Yes, you can later socialize an older chicken by giving them special attention to establish trust. Beware of using treats too much while doing this or they will see you as a food dispenser more than the friend you wish to become to them. You're already going about it in the right way with your older hen. The degree to which you enjoy success depends a lot on the breed temperament.
 
Just keep going the way you've started. Don't push the picking up part, but when you give her a treat, keep it pinched between your thumb and last three fingers while you gently touch her chest with your fore-finger (your pointer.) If she is truly treat-motivated (and most chickens are!) she'll not only learn to tolerate the stroking finger, but will hopefully come to associate it with goodies.
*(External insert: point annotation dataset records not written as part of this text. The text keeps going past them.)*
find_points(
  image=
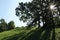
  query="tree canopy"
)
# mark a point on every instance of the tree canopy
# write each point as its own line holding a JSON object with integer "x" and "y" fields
{"x": 39, "y": 11}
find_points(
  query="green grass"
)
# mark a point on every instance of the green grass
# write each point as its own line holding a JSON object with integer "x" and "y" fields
{"x": 31, "y": 34}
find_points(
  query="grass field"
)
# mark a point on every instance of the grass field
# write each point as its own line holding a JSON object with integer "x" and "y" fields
{"x": 31, "y": 34}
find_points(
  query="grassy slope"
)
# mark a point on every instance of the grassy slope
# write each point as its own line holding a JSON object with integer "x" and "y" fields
{"x": 33, "y": 34}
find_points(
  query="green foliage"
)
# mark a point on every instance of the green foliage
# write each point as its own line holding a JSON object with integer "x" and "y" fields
{"x": 38, "y": 11}
{"x": 32, "y": 34}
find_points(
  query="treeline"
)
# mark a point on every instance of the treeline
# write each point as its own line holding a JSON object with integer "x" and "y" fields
{"x": 4, "y": 26}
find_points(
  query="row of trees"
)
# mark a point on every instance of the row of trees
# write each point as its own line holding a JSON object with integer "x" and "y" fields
{"x": 4, "y": 26}
{"x": 39, "y": 11}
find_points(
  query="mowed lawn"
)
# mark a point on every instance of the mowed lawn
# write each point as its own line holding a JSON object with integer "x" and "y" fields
{"x": 31, "y": 34}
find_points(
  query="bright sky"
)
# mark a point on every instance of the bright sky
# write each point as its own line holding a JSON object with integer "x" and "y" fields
{"x": 7, "y": 11}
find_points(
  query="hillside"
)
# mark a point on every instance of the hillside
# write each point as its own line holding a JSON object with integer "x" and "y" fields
{"x": 31, "y": 34}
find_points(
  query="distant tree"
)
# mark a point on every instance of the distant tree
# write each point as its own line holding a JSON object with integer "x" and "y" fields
{"x": 38, "y": 10}
{"x": 11, "y": 25}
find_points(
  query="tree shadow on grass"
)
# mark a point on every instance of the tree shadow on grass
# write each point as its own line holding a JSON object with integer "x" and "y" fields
{"x": 37, "y": 34}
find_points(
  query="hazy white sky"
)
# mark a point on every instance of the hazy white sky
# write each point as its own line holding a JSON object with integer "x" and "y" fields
{"x": 7, "y": 11}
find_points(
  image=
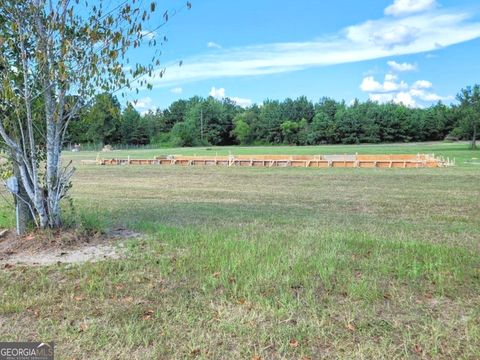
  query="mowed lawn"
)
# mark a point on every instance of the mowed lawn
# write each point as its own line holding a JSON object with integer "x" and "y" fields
{"x": 250, "y": 263}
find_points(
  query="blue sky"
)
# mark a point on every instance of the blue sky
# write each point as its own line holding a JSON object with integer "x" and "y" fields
{"x": 416, "y": 52}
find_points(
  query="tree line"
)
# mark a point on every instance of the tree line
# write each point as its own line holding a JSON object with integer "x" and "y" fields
{"x": 209, "y": 121}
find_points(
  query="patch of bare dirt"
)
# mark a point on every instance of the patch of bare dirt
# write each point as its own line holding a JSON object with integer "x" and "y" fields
{"x": 68, "y": 247}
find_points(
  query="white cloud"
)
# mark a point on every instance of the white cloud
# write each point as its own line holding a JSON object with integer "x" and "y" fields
{"x": 213, "y": 45}
{"x": 220, "y": 94}
{"x": 149, "y": 35}
{"x": 390, "y": 84}
{"x": 406, "y": 7}
{"x": 217, "y": 93}
{"x": 401, "y": 67}
{"x": 242, "y": 102}
{"x": 399, "y": 92}
{"x": 177, "y": 90}
{"x": 375, "y": 39}
{"x": 422, "y": 84}
{"x": 144, "y": 105}
{"x": 399, "y": 35}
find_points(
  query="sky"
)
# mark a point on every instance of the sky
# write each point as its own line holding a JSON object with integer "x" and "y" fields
{"x": 415, "y": 52}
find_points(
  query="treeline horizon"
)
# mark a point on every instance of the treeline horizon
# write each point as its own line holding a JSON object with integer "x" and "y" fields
{"x": 209, "y": 122}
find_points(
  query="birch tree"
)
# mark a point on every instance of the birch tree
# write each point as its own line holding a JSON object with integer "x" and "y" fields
{"x": 55, "y": 56}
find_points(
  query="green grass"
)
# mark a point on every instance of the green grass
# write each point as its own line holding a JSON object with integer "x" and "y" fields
{"x": 238, "y": 262}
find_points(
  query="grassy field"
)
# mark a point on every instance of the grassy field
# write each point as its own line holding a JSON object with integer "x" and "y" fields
{"x": 253, "y": 263}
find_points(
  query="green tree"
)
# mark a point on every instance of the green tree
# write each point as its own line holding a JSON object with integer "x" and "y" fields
{"x": 241, "y": 130}
{"x": 469, "y": 99}
{"x": 63, "y": 50}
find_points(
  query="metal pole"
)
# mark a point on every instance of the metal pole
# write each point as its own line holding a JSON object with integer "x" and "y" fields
{"x": 17, "y": 215}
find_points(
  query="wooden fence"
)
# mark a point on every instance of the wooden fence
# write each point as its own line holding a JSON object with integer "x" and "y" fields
{"x": 307, "y": 161}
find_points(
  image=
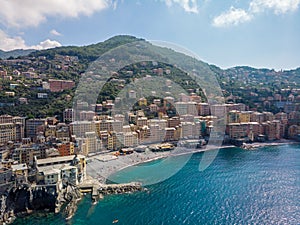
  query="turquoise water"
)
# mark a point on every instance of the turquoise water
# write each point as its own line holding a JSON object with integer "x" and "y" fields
{"x": 239, "y": 187}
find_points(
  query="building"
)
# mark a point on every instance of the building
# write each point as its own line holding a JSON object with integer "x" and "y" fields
{"x": 60, "y": 85}
{"x": 66, "y": 168}
{"x": 68, "y": 115}
{"x": 8, "y": 132}
{"x": 34, "y": 126}
{"x": 66, "y": 148}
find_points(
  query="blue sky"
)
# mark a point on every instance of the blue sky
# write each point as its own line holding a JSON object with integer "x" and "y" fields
{"x": 258, "y": 33}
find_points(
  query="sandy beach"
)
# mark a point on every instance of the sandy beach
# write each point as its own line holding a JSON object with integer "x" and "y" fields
{"x": 100, "y": 167}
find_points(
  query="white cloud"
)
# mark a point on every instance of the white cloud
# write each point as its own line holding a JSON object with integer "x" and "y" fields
{"x": 187, "y": 5}
{"x": 278, "y": 6}
{"x": 8, "y": 43}
{"x": 46, "y": 44}
{"x": 20, "y": 13}
{"x": 55, "y": 32}
{"x": 232, "y": 17}
{"x": 238, "y": 16}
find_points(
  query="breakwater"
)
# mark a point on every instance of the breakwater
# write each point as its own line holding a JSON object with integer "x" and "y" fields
{"x": 100, "y": 190}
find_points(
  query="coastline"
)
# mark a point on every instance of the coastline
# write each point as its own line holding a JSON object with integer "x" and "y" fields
{"x": 101, "y": 170}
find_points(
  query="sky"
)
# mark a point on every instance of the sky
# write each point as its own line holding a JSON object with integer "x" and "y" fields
{"x": 257, "y": 33}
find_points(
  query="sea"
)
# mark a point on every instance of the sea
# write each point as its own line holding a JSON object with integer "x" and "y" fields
{"x": 260, "y": 186}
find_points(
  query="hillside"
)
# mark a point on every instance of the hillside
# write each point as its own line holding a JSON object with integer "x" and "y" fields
{"x": 15, "y": 53}
{"x": 239, "y": 84}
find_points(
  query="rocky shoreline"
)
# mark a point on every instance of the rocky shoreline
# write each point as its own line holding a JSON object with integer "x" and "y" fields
{"x": 26, "y": 199}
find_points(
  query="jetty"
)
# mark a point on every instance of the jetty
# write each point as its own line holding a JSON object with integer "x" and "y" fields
{"x": 99, "y": 190}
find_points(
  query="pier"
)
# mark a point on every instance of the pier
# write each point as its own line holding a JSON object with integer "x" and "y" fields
{"x": 98, "y": 190}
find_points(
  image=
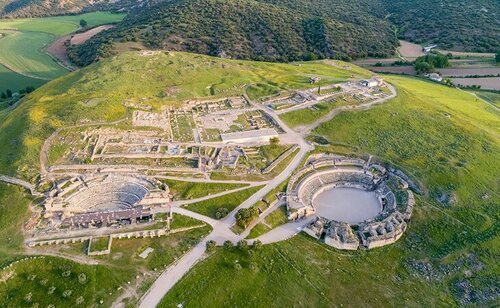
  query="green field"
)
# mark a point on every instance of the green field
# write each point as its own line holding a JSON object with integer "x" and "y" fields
{"x": 23, "y": 43}
{"x": 60, "y": 25}
{"x": 138, "y": 78}
{"x": 182, "y": 190}
{"x": 229, "y": 202}
{"x": 11, "y": 80}
{"x": 23, "y": 52}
It takes a long time, though ... weeks, not hours or days ... so be calm and patient with her.
And remember that it's not about turning her into a cuddle-bug. That's not likely to happen at this point. But it IS about alleviating her fear of human touch. The less afraid she is, the less stressful it will be later on when (not IF) she needs restraining for close inspection or medical treatment.
Good Luck!
 
Older chickens ARE less easy to train, obviously childhood experiences with anything shape how all things react to the world around them.

You can certainly do thing to try to help her along. You're already on all the right tracks, you can try lifting her to let her eat special treats of have a positive experience, but ultimately she may never want to be touched and making her re-experience that stress is not going to help if you can't also transform it into a positive. Personally, my skittish chickens will NOT eat when held. Your mileage may vary, but it sounds like you're on the right track, but might not be able to make much more progress.

If it were my hen I would be very content with that behavior. Some of my hens won't even come within 5 feet of me.
 
I have 3 springtime chicks that are all 9 months old. I handled them continuously from day one. They all have different personalities. My SLW even as a baby was standoffish would protest when being held but would cry in protest if all the others were on my lap. Her behaviors fit the breed discription. I can pick her up easily she does not run. She will voice her opinion. I let her be I just enjoy her the way she is. She had no trauma...it’s just her personality.